08.15.2018
Predicting results
Predicting results
This will help you establish a realistic vision for the future of your venture and can maximize its growth potential.
We should not mistake a strategic plan for a business plan. A business plan (which was a topic of a previous article) concerns short-term or medium-term objectives and the definition of the necessary steps to achieve them.
The goal of strategic planning is to set the overall goals for your business and develop a plan to achieve them. This involves taking a step back from your day-to-day operations and asking where your business is heading to and what its priorities should be.
Now and then
Controlling the progress of a business seems more difficult than ever. In all sectors, the pace of the economy is accelerating and the problems are becoming global. The distance between the decision centers and the field are increasing. The growing technicality of the issues makes the decisions more and more uncertain. Groups double in size overnight thanks to an acquisition, always increasing the complexity to manage them.
And yet, at the same time, management must always give more guarantees of controlling the situation. Markets require ambitious action plans for a clear strategy, quick results and ever-improving results, and, moreover, irreproachable forecasts. Even though the short term seems to be out of control, the business leader must place his or her action in a long-term perspective, directing the trajectory towards a well-established target. It looks like an impossible task, but some leaders have yet managed it.
Forecast and anticipate
These days, it is not enough to get a good performance, we must also be able to announce it, without being mistaken, several quarters in advance. The point is that forecasting is no longer good enough; from now on, it is necessary to predict results or to anticipate them. Nowadays, it’s not about reacting right after the event took place; we need to take action even before it happens.

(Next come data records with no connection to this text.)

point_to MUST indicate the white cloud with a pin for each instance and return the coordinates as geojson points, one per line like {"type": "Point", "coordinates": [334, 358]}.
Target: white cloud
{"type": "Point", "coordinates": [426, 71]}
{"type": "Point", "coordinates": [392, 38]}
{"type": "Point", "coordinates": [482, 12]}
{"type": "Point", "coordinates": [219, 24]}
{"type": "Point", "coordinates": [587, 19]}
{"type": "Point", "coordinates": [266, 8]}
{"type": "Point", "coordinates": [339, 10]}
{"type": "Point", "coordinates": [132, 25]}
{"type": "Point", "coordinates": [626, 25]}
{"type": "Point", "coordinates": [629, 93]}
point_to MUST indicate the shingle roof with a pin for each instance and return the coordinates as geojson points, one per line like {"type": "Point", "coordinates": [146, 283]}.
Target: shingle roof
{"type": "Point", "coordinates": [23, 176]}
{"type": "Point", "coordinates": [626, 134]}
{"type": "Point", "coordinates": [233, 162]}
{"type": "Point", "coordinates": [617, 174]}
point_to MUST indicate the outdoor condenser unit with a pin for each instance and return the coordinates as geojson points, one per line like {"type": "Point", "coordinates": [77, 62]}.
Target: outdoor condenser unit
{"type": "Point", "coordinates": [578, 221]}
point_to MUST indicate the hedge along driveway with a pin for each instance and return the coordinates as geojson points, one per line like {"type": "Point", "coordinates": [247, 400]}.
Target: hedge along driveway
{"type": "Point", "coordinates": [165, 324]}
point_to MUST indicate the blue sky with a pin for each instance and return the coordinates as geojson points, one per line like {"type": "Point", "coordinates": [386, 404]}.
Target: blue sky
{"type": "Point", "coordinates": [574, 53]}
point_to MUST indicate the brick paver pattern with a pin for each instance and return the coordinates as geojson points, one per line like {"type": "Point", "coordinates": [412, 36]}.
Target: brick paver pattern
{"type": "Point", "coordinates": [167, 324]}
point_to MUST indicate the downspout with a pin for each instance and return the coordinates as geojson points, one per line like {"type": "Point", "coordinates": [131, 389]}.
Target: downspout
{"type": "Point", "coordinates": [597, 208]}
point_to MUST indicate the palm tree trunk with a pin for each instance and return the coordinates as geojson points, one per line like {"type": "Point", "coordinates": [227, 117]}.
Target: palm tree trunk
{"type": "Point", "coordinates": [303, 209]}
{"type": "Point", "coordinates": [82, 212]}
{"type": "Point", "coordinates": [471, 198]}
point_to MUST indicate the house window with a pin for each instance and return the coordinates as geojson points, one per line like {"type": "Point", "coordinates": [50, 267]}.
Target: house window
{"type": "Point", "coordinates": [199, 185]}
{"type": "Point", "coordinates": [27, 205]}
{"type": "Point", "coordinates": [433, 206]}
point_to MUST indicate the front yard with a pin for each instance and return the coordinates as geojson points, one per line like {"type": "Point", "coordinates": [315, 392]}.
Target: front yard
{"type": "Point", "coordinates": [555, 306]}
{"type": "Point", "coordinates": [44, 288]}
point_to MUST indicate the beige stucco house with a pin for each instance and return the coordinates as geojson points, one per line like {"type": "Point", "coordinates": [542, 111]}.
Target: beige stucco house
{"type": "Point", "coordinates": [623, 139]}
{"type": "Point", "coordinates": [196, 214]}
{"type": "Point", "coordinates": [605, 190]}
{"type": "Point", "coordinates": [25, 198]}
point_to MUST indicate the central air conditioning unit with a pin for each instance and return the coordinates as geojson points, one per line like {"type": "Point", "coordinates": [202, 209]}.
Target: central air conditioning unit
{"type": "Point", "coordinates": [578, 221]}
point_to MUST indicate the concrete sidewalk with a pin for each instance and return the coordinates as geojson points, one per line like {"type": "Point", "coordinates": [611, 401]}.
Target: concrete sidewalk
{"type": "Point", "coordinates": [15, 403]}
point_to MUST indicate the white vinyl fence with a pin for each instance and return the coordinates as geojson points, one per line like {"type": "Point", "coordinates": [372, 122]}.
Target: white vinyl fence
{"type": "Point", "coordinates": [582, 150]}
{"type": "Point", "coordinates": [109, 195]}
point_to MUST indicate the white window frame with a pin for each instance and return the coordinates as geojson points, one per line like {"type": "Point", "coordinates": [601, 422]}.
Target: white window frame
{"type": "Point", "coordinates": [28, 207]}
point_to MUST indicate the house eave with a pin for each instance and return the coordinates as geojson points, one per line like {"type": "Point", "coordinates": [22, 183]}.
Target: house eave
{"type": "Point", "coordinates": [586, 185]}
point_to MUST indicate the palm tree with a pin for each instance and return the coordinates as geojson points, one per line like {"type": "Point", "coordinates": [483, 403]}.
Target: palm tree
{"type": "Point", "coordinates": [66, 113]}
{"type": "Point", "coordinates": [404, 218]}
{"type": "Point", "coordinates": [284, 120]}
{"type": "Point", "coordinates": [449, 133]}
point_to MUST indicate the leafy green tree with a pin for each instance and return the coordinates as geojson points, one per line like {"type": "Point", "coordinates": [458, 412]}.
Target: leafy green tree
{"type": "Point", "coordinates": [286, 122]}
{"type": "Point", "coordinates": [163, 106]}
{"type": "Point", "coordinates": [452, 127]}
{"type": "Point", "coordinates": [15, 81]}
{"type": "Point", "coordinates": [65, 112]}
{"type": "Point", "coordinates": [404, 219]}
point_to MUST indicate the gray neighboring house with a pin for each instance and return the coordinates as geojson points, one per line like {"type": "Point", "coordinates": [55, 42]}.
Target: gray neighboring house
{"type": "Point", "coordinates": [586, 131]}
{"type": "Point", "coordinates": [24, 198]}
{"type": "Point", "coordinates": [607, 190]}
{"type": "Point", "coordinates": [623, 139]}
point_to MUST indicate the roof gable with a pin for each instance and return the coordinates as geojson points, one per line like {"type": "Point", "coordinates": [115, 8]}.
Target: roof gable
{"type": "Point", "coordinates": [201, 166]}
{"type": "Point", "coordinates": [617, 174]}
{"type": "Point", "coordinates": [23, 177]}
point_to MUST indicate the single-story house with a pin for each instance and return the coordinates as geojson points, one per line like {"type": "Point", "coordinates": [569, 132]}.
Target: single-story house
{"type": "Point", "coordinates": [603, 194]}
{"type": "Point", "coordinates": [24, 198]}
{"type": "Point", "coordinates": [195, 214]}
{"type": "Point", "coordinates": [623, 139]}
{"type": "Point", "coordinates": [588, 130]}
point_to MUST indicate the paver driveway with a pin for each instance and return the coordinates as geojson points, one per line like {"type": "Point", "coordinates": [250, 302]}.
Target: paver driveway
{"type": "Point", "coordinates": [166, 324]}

With that in mind, once the strategy is determined, it is important to detect as soon as possible the deviations of the trajectory in comparison with the target. The action plans can then be reviewed and the trajectory corrected, in order to secure the achievement of the objectives that were set. Sometimes it’s the strategy or the assumptions themselves that are at stake. The company must be able to see it in time, take advantage of its mistakes and improve its strategy. Task definitely more difficult now than in previous times.
Anticipating is therefore not only very quickly detecting the warning signs of a reversal of a trend (growth of demand, loss of customers, rising costs, arrival of new competitors, for instance), but also know how to recognize when and to what degree the foundations on which the action plan was based and, therefore, must be adjusted.
Detect trends
The strategic plan should provide the means to anticipate the drifts in the long-term trajectory; in practice, it is too often focused on measuring performance in the short term. Anticipating means, in particular, listening to markets and customers, and detecting components that indicate trends.
Thus, the most advanced companies reason in terms of direction or trend, rather than absolute values. For example, they track the number of customers won and lost rather than the simple evolution of the number of customers, in order to be able to detect a decrease in the satisfaction or the effect of a competing marketing campaign. They are also open to external data: market share, changes in customer expectations, macroeconomic data, competition actions, etc.
Model the uncertain
Without pretending to control all the factors of uncertainty, it is possible to evaluate their consequences. This implies knowing how to model the effects of changes of the various parameters relating to external and internal factors on the company’s performance. Such a model must be as simple as possible and rely on a few key factors.
Exceed the budget horizon
Even if all the companies carry out a medium or long-term plan every year, in practice most people base their entire plan on an annual budget and the measurement of deviations from it. Often the budget objectives are fiercely negotiated and serve as a basis of an individual motivation system. Everyone keeps their eyes fixed on reaching their annual goals, and neglects to prepare for the future. Worse, if the situation requires to put back plans of action, and therefore to review the objectives! We then face strong resistance of the organization as well as the individuals to change the reference framework.
To break this deadlock, some companies have adopted what is called the sliding forecast regime. At the end of the year, they replace a permanent or constant horizon, most often five or six quarters, according to the cycle specific to their sector of activity. Some of these pioneering companies went so far as to simply deleting the annual budget altogether. Operational staff must then learn to reason beyond the annual horizon, to identify trend indicators and critical parameters, to trust their internal partners and to make an informed commitment. It is up to the management to breathe this culture of learning and predicting.
This article is for general, indicative purpose only and should not be considered investment advice. Florida Connexion is not liable for any financial loss, damage, expense or costs arising from your investment decisions based on this article.